This week Ewan takes a look at why – if it’s not goal focused, we should do what we love anyway.
I’m currently working my way through a book called Running With the Pack, by Mark Rowlands. It is a fantastic book and I recommend it to anyone with an interest in fitness of any kind.
Mark is a philosopher who has written 16 books to date, and is currently Professor of Philosopher at The University of Miami. This book differs from most running books in that it is not a training manual, nor is it some self-hyped running guru talking about his thoughts like they mean something. No, this is a proper philosophical study into running that is well researched, studied and written.
Side note – this led me to realise that people don’t tend to look this way at lifting weights. People do not tend to see the deeper values of strength training, the philosophies behind it and why people pursue maximal strength for fun. But that’s a different article entirely.
In one section of the book Mark looks at why he runs, and discusses the idea of intrinsic and instrumental value.

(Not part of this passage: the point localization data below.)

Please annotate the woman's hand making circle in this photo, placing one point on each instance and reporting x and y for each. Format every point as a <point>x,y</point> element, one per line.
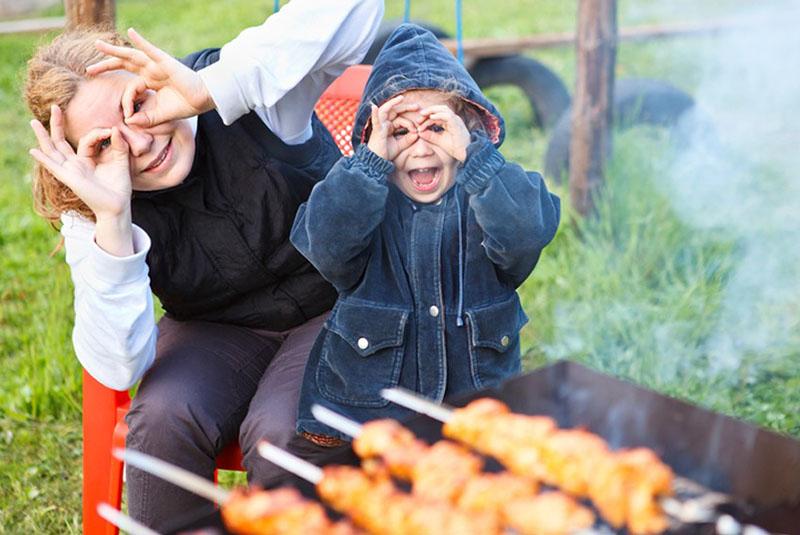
<point>98,173</point>
<point>164,88</point>
<point>392,134</point>
<point>444,128</point>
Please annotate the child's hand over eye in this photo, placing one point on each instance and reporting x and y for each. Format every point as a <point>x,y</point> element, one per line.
<point>445,129</point>
<point>391,134</point>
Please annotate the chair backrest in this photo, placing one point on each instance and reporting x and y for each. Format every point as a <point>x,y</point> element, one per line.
<point>337,106</point>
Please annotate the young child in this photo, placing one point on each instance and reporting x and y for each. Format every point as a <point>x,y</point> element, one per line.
<point>426,232</point>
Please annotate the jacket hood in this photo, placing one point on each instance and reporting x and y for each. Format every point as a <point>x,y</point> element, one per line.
<point>412,58</point>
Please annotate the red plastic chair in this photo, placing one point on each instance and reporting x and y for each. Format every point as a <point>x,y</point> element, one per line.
<point>104,410</point>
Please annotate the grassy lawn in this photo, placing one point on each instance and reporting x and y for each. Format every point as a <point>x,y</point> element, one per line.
<point>687,281</point>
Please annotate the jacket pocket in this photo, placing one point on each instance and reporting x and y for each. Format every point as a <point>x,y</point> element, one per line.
<point>362,353</point>
<point>494,341</point>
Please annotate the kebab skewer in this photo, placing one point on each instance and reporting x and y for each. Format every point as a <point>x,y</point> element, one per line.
<point>374,503</point>
<point>450,473</point>
<point>628,487</point>
<point>250,511</point>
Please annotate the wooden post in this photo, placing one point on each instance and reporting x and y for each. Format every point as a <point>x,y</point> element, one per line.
<point>592,105</point>
<point>90,13</point>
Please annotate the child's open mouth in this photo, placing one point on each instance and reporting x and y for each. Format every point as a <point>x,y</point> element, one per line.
<point>425,179</point>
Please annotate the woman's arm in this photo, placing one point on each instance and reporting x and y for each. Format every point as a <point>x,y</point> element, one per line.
<point>519,217</point>
<point>115,333</point>
<point>280,68</point>
<point>334,229</point>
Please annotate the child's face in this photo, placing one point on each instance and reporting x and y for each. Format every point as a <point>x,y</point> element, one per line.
<point>426,169</point>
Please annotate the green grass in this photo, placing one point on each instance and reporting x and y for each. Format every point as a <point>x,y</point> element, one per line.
<point>636,291</point>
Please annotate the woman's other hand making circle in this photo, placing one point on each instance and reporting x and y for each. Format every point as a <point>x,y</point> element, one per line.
<point>98,173</point>
<point>391,133</point>
<point>164,89</point>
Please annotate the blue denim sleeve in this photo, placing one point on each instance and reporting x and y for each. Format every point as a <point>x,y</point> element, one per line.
<point>517,214</point>
<point>335,227</point>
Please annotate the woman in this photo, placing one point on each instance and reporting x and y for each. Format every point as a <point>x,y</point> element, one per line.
<point>185,179</point>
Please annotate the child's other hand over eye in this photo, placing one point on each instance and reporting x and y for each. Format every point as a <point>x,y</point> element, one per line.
<point>391,134</point>
<point>445,129</point>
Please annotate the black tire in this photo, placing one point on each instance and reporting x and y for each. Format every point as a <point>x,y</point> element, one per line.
<point>385,30</point>
<point>547,94</point>
<point>636,101</point>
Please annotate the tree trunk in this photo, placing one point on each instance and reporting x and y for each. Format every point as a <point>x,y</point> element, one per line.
<point>592,105</point>
<point>90,13</point>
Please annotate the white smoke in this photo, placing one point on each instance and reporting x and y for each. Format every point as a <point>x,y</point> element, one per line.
<point>741,177</point>
<point>735,175</point>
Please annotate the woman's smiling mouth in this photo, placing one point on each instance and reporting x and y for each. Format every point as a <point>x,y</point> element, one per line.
<point>160,159</point>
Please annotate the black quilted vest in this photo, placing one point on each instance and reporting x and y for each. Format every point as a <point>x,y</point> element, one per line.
<point>221,249</point>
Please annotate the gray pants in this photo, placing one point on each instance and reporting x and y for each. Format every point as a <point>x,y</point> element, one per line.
<point>212,384</point>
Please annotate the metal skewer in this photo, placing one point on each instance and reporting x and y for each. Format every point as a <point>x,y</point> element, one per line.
<point>289,462</point>
<point>336,420</point>
<point>175,475</point>
<point>123,521</point>
<point>412,400</point>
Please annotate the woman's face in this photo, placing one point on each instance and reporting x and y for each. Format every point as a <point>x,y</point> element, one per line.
<point>160,157</point>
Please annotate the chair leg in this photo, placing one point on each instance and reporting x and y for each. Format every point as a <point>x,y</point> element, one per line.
<point>100,406</point>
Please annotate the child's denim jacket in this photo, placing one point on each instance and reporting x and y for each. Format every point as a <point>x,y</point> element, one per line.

To massively simplify it, instrumental value is the idea that a pursuit only has value due to the things that you will gain from doing it. If I do A, it will enable me to do B, therefore A has value. The value itself is not derived from A, but in the knock-on effects from doing it. However, this sort of instrumental value can be quite hollow and ‘A’ quickly turns into work.
Intrinsic value on the other hand, is something that has value for its own sake. We derive joy and meaning simply from the doing of something, not from the perceived outcome. It is said that the only way to truly enjoy life is to find the intrinsic value in it.

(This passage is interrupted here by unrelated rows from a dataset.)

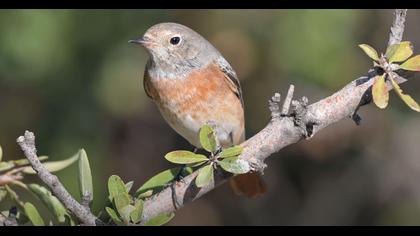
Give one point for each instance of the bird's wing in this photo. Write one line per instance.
(231, 78)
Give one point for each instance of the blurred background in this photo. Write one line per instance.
(71, 77)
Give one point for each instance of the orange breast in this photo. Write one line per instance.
(204, 95)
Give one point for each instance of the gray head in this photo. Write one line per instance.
(175, 49)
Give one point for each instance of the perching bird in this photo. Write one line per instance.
(192, 85)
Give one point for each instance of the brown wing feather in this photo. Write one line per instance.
(232, 80)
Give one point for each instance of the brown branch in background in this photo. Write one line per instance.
(397, 28)
(27, 144)
(304, 122)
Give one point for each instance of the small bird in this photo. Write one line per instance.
(193, 85)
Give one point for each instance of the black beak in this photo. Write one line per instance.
(141, 41)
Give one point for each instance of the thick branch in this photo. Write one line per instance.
(27, 144)
(281, 131)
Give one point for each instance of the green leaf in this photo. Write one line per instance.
(115, 186)
(185, 157)
(54, 166)
(208, 138)
(129, 185)
(399, 52)
(370, 51)
(114, 216)
(146, 194)
(137, 212)
(406, 98)
(205, 176)
(380, 92)
(33, 214)
(235, 165)
(3, 193)
(6, 165)
(159, 181)
(160, 219)
(412, 64)
(52, 202)
(25, 161)
(232, 151)
(85, 175)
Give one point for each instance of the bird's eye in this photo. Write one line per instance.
(175, 40)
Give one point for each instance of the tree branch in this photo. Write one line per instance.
(27, 144)
(304, 122)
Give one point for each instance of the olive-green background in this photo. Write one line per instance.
(71, 77)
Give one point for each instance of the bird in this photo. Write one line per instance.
(192, 84)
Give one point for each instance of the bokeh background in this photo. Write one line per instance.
(71, 77)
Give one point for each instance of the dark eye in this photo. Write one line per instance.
(175, 40)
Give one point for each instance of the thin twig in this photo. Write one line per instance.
(27, 144)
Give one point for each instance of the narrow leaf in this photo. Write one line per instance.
(235, 165)
(115, 186)
(380, 92)
(52, 202)
(185, 157)
(208, 138)
(146, 194)
(159, 181)
(15, 198)
(85, 175)
(33, 214)
(113, 216)
(54, 166)
(120, 201)
(3, 193)
(370, 51)
(137, 212)
(232, 151)
(205, 176)
(125, 213)
(160, 219)
(25, 161)
(412, 64)
(399, 52)
(406, 98)
(6, 165)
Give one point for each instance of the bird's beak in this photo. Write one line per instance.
(141, 41)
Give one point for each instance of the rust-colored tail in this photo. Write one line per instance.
(250, 184)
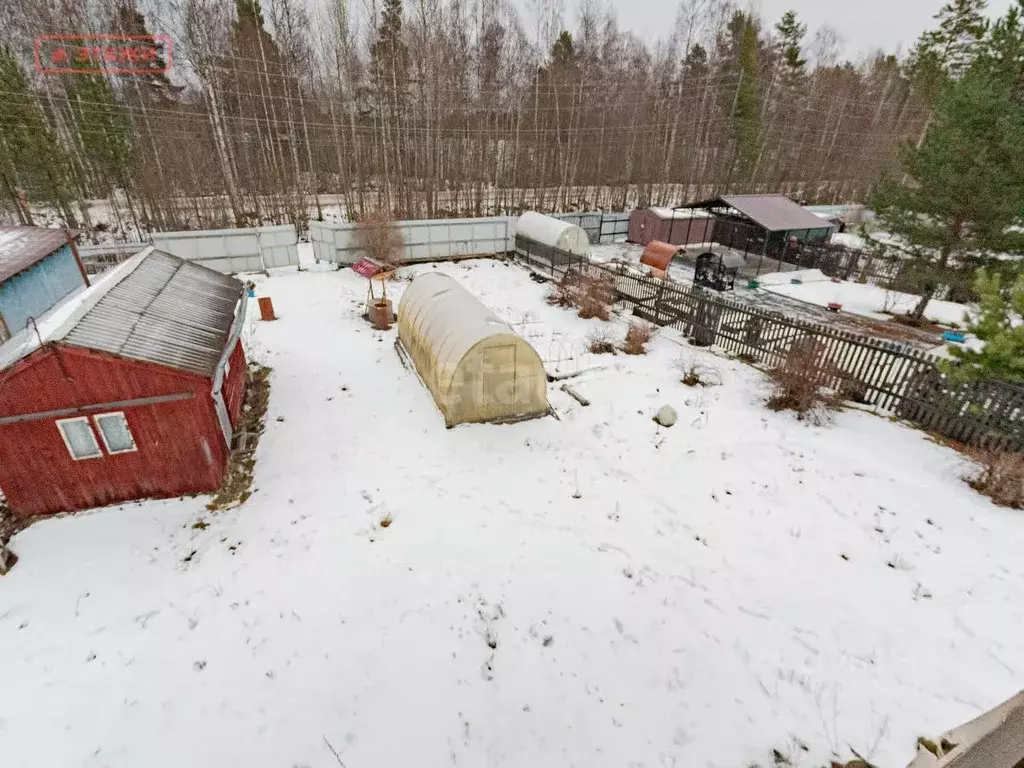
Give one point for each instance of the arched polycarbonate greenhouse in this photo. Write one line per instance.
(476, 367)
(547, 230)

To relate this to lifting: the value in training comes from the things it will enable you to do; the weights it will enable you to lift. For example, the value of a 3-month training plan comes from the 5kg PB you should hit at the end of it.
But, this mental approach quickly becomes tiresome. It will turn training sessions into work. This is supposed to be a hobby (and to all the zealots out there, unless you are pro, which is unlikely, lifting is, ultimately, a hobby), and if it becomes work is it still fun? Will we still continue to train? A new PB squat of 220kg is not 225kg, is not 230kg, is not 235kg etc. therefore the value of training will always be instrumental. The point will never be the training itself, only what the training enables you to do.
This makes training a hard road to slog; an endeavour that we will never derive joy from. And by our very nature, if we do not derive some form of gratification from it, we are less likely to continue doing it. So, what do we do about this? How can install intrinsic value in training?
For me, I simply changed the way I trained. Instead of looking 3-6 months down the road and planning accordingly, I tailored my sessions to encompass all the things I enjoy, and I treat each training session as a stand-alone endeavour.
Since adopting this approach training has got a lot more regular, simply due to the enjoyment factor (and we all know consistency is king) and I train harder each session, as I’m not constantly worried about reserving energy etc. for the next session.
This is not to say that I don’t think about the long term, ignore weak points or have stopped planning longer training cycles entirely. But in all honesty, long term planning has taken a back seat to pure enjoyment. And, so far, I’m reaping the rewards of it with more consistent training, a better mental and physical state and a couple of small PBs that will, ultimately, turn into big ones.